Two of Heathfield’s associates raved about his business acumen on his Linked-in social networking page.
“Refreshing to work with him, as he puts complex initiatives together that always fit with the end goal that was laid out as our objective,” wrote Gerard Bridi, the president of Accor Services, which lists itself as “near Paris.”
“Working with Don is very enjoyable,” Robert Whittaker, owner of Shared Future, a global human resources company in Singapore, wrote. “He has a pleasant style, whilst always acting professionally.”
He is “very results and solutions focused,” Whittaker added. “He does not get flustered when problems occur, patiently facilitating teams to craft a way through to their end goal.”
But Heathfield’s end, if not the goal the FBI attributes to him, came Sunday night, when the FBI arrested him and the woman known as Tracey Foley in front of their former
house on Trowbridge Street, on charges of being Russian spies.
Neither Bridi or Whittaker could be reached early Tuesday to answer questions about the man they had done business with and endorsed.
Their neighbors, of course, were shocked.
“All I knew about them was when I saw them pull in and out of their driveway,” Vicky Steinitz, 71, told the Associated Press. “They were really nice and kept to themselves.”
“I’m surprised, very surprised,” Montse Monne-Corbero, a next-door neighbor, told the Boston Herald.
“She was a friendly neighbor. She was gorgeous. She was nice. They were European but I didn’t know what kind.”
The FBI isn’t sure either, by the looks of its 37-page affidavit. The man known as “Heathfield” was almost certainly a Russian trained for years in Moscow’s most elite intelligence school to pass as a Canadian or American, its affidavit suggests.
The real Heathfield, the FBI says, was a Canadian who died a few years ago.

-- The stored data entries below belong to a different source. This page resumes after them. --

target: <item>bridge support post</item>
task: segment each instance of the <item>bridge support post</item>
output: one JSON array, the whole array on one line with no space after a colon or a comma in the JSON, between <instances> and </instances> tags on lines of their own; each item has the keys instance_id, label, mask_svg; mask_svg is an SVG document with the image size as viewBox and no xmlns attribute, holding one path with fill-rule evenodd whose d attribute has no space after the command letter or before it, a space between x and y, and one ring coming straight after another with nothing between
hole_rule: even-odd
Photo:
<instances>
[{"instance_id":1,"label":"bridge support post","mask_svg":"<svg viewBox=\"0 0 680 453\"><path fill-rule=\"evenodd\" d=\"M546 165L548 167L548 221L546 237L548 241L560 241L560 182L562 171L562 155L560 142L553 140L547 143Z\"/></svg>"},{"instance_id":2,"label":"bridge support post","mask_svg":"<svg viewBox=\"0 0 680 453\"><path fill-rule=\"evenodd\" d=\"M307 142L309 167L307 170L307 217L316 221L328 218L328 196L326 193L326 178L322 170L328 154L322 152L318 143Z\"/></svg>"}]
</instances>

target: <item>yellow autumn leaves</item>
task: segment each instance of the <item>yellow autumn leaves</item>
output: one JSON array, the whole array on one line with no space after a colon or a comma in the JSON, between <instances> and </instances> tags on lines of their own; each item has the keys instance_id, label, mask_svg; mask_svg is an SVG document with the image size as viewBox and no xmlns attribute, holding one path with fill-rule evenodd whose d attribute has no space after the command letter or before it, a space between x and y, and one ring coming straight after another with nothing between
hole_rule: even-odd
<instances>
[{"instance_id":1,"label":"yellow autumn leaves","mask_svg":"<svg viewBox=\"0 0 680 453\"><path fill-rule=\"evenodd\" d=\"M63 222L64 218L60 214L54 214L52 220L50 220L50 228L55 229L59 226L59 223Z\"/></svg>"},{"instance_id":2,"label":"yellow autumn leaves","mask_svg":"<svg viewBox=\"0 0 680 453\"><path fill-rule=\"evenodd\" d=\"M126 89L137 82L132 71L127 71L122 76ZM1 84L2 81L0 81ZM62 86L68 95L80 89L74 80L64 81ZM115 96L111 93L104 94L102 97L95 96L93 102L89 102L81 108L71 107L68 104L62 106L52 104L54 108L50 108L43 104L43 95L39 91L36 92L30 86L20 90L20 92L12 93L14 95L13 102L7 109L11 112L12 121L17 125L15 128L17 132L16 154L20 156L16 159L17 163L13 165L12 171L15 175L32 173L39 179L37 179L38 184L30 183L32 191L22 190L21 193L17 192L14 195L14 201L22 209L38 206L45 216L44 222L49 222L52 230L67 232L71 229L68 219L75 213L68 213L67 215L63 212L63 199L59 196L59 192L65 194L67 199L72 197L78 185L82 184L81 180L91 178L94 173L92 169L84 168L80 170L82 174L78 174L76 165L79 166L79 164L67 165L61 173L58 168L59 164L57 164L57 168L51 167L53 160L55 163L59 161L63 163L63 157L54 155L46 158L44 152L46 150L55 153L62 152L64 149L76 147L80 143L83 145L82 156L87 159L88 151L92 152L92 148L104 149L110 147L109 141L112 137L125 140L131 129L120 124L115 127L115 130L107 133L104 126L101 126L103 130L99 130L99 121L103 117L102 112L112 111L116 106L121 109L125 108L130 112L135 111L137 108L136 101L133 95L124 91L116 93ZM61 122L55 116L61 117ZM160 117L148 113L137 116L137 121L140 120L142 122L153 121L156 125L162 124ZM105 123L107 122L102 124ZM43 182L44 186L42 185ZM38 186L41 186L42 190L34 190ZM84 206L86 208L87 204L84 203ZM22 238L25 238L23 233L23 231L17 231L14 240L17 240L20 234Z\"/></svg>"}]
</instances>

His birth certificate was obtained by Moscow Center to fashion a new identity for its spy, whose real name and background may never be learned.
But investigators, journalists and amateur sleuths have plenty to chew on in the electronic trail “Heathfield” left on his personal and company Web sites.
His Linked-in page alone lists over 30 professional alumni, business, academic and international relations associations in which he had sought membership, ranging from Harvard and “Ivy” groups to a business groups focused on China to — ominously, considering the charges against him — groups organized around U.S. homeland security, such as the National Emergency Management Resource Center, a unit of DHS.
According the FBI’s affidavit, “Heathfield” was looking for information on U.S. nuclear weapons, among other subjects. Moscow also tasked him to report on “United States policy with regard to the use of the Internet by terrorists, United States policies in Central America, problems with United States military policy and ‘Western estimation of (Russian) foreign policy,”’ the affidavit said.
Heathfield also had contacts with unidentified former congressional staff members, the FBI affidavit said — no surprise, considering Harvard’s Kennedy School alone is full of them.
His Linked-in site lists 86 “connections,” none publicly available.
None of Heathfield’s worldwide business associates could be immediately reached for comment early Tuesday.
E-mails to them, as well as to employees of Global Partners and Future Map, went unanswered.